Using Fail2Ban with Cloudflare

security

#cloudflare

Introduction

Even on the free tier Cloudflare provides some great features to protect your website against attacks. But what if still want to use Fail2Ban to protect a login form or API for example? In this case Cloudflare needs to know the IPs in you fail2ban jail. Luckily Cloudflare has an API available which we can use to solve our problem. The required API is also available on the free Cloudflare tier, so you don’t have to worry about monthly subscription costs.
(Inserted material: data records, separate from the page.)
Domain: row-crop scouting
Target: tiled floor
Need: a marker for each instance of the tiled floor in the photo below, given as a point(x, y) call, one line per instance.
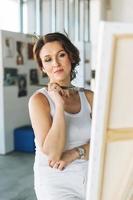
point(16, 176)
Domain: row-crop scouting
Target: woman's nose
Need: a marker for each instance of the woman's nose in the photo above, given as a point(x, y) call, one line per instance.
point(55, 62)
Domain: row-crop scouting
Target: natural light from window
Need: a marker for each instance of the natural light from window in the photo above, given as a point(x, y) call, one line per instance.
point(9, 15)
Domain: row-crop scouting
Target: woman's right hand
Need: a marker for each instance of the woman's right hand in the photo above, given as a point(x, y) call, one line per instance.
point(56, 93)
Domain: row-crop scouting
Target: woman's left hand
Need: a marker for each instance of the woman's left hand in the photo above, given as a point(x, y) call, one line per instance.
point(66, 158)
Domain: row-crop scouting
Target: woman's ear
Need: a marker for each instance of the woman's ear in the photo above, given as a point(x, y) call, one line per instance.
point(43, 70)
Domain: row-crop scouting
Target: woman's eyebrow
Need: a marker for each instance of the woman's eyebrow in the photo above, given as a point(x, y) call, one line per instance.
point(56, 53)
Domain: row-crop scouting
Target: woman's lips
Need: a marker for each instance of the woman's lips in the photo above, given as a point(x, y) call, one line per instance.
point(58, 71)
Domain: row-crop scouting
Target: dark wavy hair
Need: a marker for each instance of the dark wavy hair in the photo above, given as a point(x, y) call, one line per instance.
point(72, 51)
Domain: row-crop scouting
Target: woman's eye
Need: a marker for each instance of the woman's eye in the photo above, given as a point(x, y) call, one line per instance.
point(47, 59)
point(62, 54)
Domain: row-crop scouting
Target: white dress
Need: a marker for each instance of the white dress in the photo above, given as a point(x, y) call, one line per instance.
point(69, 184)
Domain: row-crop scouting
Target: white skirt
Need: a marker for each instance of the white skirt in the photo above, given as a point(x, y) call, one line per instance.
point(53, 184)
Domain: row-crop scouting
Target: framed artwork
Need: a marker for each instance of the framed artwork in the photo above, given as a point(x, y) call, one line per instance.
point(8, 47)
point(34, 77)
point(30, 51)
point(22, 85)
point(10, 76)
point(110, 171)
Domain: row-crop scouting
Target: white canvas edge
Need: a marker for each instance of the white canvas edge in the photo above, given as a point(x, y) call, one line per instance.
point(107, 31)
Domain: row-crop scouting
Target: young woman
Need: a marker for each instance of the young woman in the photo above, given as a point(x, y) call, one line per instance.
point(61, 121)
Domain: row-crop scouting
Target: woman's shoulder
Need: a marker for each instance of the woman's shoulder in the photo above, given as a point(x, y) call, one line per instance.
point(38, 99)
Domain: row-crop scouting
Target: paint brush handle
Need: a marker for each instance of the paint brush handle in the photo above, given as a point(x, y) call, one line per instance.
point(81, 89)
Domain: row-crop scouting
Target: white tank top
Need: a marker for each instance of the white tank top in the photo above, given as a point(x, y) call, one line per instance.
point(78, 125)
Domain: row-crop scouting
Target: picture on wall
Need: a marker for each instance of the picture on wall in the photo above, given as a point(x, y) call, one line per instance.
point(19, 49)
point(10, 76)
point(30, 51)
point(22, 85)
point(8, 47)
point(34, 77)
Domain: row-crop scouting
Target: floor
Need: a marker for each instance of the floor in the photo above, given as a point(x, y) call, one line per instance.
point(16, 176)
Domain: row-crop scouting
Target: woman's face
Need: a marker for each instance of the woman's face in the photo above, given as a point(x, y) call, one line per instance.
point(56, 62)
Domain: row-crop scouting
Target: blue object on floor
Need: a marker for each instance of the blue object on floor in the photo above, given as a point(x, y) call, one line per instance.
point(24, 139)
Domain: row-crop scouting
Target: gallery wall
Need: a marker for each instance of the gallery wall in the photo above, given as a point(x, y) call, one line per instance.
point(19, 78)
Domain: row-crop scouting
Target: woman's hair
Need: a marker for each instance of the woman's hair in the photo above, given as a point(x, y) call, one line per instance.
point(72, 51)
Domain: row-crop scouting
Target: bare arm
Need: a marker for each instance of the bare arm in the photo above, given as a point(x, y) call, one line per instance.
point(72, 154)
point(50, 133)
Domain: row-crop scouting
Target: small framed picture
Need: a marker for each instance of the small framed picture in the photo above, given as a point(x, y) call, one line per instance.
point(8, 47)
point(30, 51)
point(10, 76)
point(19, 49)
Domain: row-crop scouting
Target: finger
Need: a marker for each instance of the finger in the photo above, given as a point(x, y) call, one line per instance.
point(62, 165)
point(52, 163)
point(56, 165)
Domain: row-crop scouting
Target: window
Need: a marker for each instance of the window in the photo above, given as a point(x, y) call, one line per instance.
point(9, 15)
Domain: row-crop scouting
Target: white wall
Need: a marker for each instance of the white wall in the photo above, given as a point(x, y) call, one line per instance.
point(13, 109)
point(121, 10)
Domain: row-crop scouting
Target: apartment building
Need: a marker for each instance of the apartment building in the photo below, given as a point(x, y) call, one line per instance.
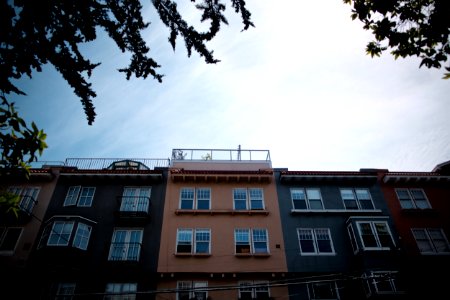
point(340, 240)
point(18, 233)
point(221, 235)
point(420, 206)
point(99, 238)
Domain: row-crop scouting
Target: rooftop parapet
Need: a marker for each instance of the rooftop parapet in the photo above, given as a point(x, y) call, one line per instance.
point(107, 163)
point(221, 159)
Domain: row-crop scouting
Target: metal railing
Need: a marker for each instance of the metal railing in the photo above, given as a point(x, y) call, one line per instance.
point(221, 154)
point(116, 163)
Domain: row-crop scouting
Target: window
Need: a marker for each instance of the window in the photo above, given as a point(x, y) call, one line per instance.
point(253, 290)
point(28, 197)
point(187, 290)
point(59, 234)
point(65, 291)
point(382, 282)
point(9, 236)
point(80, 196)
point(323, 290)
point(135, 199)
point(412, 198)
point(374, 235)
point(121, 291)
point(252, 199)
point(198, 198)
point(308, 198)
point(431, 240)
point(126, 245)
point(315, 241)
point(251, 241)
point(357, 199)
point(200, 238)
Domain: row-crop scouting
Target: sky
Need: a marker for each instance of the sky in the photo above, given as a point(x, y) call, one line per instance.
point(298, 84)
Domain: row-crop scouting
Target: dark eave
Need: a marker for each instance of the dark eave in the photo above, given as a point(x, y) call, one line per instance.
point(412, 177)
point(182, 175)
point(295, 176)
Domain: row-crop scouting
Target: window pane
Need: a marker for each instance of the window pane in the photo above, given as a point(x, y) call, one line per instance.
point(364, 199)
point(240, 199)
point(187, 198)
point(72, 195)
point(439, 241)
point(86, 196)
point(323, 241)
point(203, 198)
point(202, 238)
point(82, 235)
point(60, 234)
point(260, 240)
point(383, 235)
point(423, 242)
point(306, 240)
point(404, 198)
point(420, 199)
point(367, 235)
point(184, 241)
point(256, 199)
point(10, 239)
point(349, 199)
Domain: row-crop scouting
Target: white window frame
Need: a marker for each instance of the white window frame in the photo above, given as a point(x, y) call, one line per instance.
point(192, 288)
point(28, 197)
point(197, 195)
point(82, 236)
point(250, 198)
point(252, 239)
point(121, 291)
point(315, 234)
point(375, 233)
point(413, 203)
point(132, 199)
point(62, 234)
point(434, 243)
point(65, 291)
point(356, 199)
point(7, 236)
point(307, 198)
point(197, 236)
point(329, 285)
point(373, 286)
point(254, 287)
point(131, 238)
point(82, 196)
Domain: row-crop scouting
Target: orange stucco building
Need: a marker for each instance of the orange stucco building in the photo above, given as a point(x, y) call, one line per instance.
point(221, 234)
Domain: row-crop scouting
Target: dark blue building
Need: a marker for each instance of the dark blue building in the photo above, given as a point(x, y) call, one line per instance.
point(339, 238)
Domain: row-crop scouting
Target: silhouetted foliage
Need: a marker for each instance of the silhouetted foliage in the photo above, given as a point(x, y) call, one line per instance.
point(35, 33)
point(408, 28)
point(19, 144)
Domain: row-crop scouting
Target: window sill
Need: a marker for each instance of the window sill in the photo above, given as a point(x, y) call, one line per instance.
point(252, 254)
point(220, 211)
point(192, 254)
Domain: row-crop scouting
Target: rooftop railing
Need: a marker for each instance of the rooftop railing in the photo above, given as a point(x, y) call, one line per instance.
point(106, 163)
point(116, 163)
point(221, 154)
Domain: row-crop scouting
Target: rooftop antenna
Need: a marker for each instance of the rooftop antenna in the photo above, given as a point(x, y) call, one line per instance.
point(239, 152)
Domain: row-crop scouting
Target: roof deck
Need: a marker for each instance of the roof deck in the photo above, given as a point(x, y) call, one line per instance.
point(221, 159)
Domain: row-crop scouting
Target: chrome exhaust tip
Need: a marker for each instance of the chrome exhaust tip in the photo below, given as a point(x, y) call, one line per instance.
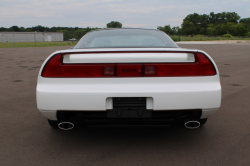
point(192, 124)
point(66, 125)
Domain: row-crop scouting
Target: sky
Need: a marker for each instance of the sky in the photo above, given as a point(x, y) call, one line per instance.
point(97, 13)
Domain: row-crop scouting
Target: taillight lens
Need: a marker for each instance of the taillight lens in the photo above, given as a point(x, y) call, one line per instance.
point(149, 70)
point(52, 67)
point(201, 67)
point(108, 70)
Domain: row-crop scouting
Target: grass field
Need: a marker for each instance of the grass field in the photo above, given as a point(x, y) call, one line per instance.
point(68, 43)
point(206, 38)
point(37, 44)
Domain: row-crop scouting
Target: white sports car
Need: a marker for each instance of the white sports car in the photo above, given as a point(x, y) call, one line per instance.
point(124, 76)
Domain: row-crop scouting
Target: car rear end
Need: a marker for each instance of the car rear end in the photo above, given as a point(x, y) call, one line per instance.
point(123, 85)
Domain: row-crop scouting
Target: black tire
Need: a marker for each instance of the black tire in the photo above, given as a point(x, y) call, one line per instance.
point(203, 121)
point(53, 124)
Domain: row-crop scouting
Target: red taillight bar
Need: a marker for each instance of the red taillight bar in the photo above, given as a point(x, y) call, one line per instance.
point(201, 67)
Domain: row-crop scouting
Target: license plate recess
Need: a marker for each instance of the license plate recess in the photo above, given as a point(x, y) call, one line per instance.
point(129, 107)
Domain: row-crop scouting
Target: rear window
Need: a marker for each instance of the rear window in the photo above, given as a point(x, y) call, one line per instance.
point(125, 38)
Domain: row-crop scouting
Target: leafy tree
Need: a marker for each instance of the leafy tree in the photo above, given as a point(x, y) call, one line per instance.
point(15, 28)
point(114, 24)
point(187, 28)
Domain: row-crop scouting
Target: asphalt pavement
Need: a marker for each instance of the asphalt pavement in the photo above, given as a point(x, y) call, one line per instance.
point(27, 139)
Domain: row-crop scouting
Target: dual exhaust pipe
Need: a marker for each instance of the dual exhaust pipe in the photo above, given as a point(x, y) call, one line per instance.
point(66, 125)
point(192, 124)
point(189, 124)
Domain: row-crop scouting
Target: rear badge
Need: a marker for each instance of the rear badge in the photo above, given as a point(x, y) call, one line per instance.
point(130, 70)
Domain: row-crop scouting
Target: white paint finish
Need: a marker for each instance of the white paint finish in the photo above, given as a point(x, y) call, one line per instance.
point(208, 112)
point(109, 103)
point(149, 102)
point(168, 93)
point(128, 58)
point(94, 94)
point(50, 114)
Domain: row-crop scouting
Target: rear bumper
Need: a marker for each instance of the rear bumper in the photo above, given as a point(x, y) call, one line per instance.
point(95, 94)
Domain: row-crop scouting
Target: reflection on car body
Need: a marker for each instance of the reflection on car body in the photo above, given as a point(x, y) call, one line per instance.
point(128, 76)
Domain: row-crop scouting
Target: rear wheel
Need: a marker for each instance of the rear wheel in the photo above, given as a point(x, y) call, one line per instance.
point(53, 123)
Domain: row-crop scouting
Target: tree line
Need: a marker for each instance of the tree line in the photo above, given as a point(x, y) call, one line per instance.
point(212, 25)
point(225, 23)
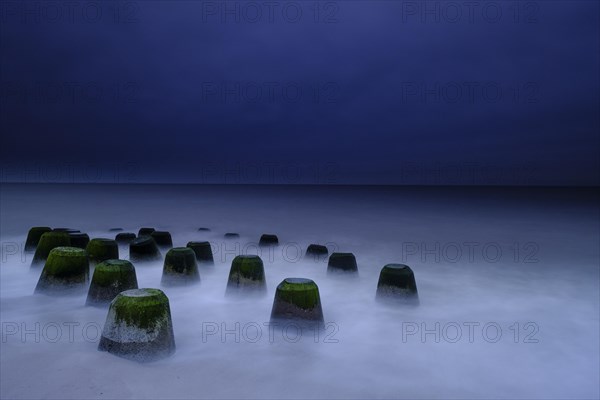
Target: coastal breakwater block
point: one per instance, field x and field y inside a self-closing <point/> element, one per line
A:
<point x="34" y="235"/>
<point x="100" y="249"/>
<point x="297" y="299"/>
<point x="79" y="239"/>
<point x="203" y="252"/>
<point x="180" y="267"/>
<point x="138" y="326"/>
<point x="125" y="238"/>
<point x="342" y="263"/>
<point x="163" y="239"/>
<point x="316" y="252"/>
<point x="110" y="278"/>
<point x="397" y="284"/>
<point x="144" y="248"/>
<point x="268" y="240"/>
<point x="247" y="276"/>
<point x="145" y="232"/>
<point x="66" y="271"/>
<point x="49" y="241"/>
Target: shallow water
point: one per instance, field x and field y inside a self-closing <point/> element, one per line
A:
<point x="508" y="283"/>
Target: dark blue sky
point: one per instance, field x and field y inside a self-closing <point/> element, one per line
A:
<point x="376" y="92"/>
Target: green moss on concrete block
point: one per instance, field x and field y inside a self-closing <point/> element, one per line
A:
<point x="66" y="270"/>
<point x="138" y="326"/>
<point x="297" y="299"/>
<point x="67" y="230"/>
<point x="342" y="262"/>
<point x="49" y="241"/>
<point x="110" y="278"/>
<point x="145" y="232"/>
<point x="247" y="275"/>
<point x="268" y="240"/>
<point x="34" y="235"/>
<point x="180" y="267"/>
<point x="203" y="252"/>
<point x="397" y="284"/>
<point x="125" y="237"/>
<point x="144" y="248"/>
<point x="163" y="239"/>
<point x="79" y="239"/>
<point x="101" y="249"/>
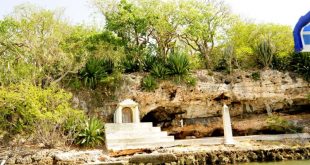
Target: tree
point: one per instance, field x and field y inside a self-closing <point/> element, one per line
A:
<point x="204" y="23"/>
<point x="246" y="35"/>
<point x="31" y="43"/>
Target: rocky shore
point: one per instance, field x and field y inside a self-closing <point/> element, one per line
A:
<point x="245" y="151"/>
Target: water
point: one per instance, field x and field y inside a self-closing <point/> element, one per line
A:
<point x="293" y="162"/>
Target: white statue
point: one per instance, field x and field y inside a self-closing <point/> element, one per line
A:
<point x="123" y="107"/>
<point x="228" y="137"/>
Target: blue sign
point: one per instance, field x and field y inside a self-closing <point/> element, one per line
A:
<point x="302" y="34"/>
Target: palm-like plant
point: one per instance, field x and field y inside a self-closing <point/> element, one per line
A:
<point x="178" y="64"/>
<point x="92" y="134"/>
<point x="149" y="83"/>
<point x="94" y="70"/>
<point x="159" y="70"/>
<point x="265" y="51"/>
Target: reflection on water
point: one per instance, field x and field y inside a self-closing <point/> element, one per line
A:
<point x="293" y="162"/>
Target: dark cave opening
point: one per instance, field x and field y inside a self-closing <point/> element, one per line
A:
<point x="161" y="116"/>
Fail2Ban Action Configuration

I will use my Seafile server in this example. This also works for any other Fail2Ban configuration. First, we need to start with the Fail2Ban action configuration. In the action.d folder you can already find a cloudflare.conf however this version is outdated and does no longer work. So, we head over to Github and get the updated version:

https://github.com/fail2ban/fail2ban/blob/master/config/action.d/cloudflare.conf

I will simply replace my local action, but you can of course create another one with a different name. After cloning the Cloudflare action you only must configure two parameters: cftoken, which is your global API token and cfuser, which is your Cloudflare accounts mail address. 

[Init]

# If you like to use this action with mailing whois lines, you could use the composite action
# action_cf_mwl predefined in jail.conf, just define in your jail:
#
# action = %(action_cf_mwl)s
# # Your CF account e-mail
# cfemail  = 
# # Your CF API Key
# cfapikey = 

cftoken = YOURGLOBALAPIKEY

cfuser = YOURCLOUDFLAREMAIL

cftarget = ip
Unfortunately, you have to use your global API key. This may change in future versions.

After edition and saving the configuration file we can continue with the jail configuration.

Fail2Ban Jail Configuration

In you jail configuration add the following action:

action = cloudflare
    iptables-allports

Keep in mind that the action name depends on the name you defined in the Fail2Ban action configuration.

My complete jail configuration looks like this:

[seafile]

enabled  = true
port     = https
filter   = seafile-auth
logpath  = /opt/seafile/logs/seahub.log
maxretry = 3
action = cloudflare
    iptables-allports

Test your Fail2Ban Configuration

After you have triggered the Fail2Ban action you should find a new entry in you Cloudflare IP-Access-Rules list (Firewall -> Tools). You should find a new entry with your ip address and your jail name in the description. The API call configured in the cloudflare.conf will block the ip address for your whole Cloudflare account. That means the ip address will get blocked on all proxy enabled domains in your Cloudflare account.

cloudflare-rule

You can still use unbanip to remove your ip address from your configured jail:

fail2ban-client get YOURJAILNAME actionunban YOURIPADDRESS

Conclusion

Using Fail2Ban with Cloudflare proxy enabled is pretty easy and completely free (at least until the date this post is published). So, what are you waiting for? Improve the security of your servers and services.